Além disso, a direção muitíssimo bem amarrada foi destaque, aliada a uma direção de arte com locações elaboradas e externas suntuosas, recriando com esmero o cotidiano das comunidades mais pobres do Rio de Janeiro.

Parece implausível, no mínimo, acusar o Falabella de racismo. Contudo, são justificáveis as queixas de espectadoras, militantes e blogueiras negras que se veem representadas de forma limitada, como se o sexo fosse o principal ingrediente de suas existências. A filha e a neta de uma das personagens, para citar um exemplo, ganharam apenas segundos na tela, bem como suas vidas profissionais – que, valha-me, deveriam ser tão ou mais interessantes do o que fazem na cama ou fora dela.

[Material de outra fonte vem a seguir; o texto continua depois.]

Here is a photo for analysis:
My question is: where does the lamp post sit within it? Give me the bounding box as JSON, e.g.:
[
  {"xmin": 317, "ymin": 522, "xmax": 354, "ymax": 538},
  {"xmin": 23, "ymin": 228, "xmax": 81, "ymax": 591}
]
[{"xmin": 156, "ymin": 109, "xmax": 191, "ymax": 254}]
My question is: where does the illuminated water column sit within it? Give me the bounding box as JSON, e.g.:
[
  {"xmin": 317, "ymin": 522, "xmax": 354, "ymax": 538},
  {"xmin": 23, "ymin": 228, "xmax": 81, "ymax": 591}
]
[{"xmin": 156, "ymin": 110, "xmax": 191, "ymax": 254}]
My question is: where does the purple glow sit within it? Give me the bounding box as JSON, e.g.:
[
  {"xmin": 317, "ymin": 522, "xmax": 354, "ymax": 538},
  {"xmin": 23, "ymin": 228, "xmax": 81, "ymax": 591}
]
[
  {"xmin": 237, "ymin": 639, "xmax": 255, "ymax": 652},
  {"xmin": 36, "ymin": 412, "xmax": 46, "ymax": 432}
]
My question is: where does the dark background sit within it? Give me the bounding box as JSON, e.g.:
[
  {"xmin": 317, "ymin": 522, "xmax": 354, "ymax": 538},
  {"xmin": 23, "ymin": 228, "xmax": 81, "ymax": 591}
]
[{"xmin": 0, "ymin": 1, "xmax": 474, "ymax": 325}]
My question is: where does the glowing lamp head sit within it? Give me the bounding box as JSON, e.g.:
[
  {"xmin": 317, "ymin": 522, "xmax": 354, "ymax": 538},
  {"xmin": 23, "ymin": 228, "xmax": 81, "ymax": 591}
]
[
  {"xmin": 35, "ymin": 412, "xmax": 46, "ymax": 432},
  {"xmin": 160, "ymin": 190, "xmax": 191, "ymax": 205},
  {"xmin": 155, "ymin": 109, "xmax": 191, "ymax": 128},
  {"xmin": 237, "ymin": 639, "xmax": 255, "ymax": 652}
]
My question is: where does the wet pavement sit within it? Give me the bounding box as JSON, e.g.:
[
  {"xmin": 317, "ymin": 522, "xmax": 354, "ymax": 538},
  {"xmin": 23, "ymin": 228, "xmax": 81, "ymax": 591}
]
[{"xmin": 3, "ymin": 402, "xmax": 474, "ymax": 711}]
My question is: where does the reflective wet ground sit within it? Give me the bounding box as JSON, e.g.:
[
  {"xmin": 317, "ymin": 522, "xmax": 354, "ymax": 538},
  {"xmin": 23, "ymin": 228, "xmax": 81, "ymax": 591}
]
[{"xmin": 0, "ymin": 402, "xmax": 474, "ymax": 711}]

Ainda que seja refrescante ver, pela primeira vez, uma série da TV Globo, maior emissora do país, com quatro protagonistas negras, certas questões são relevantes. Ainda mais na mesma semana em que a ONU divulga um relatório afirmando que o racismo no Brasil é “institucionalizado” e que a tão valorizada “democracia racial” do país não passa de um confortável mito. Fica a pergunta: será que a premissa escolhida pela Globo para colocar quatro negras na tela foi a mais responsável?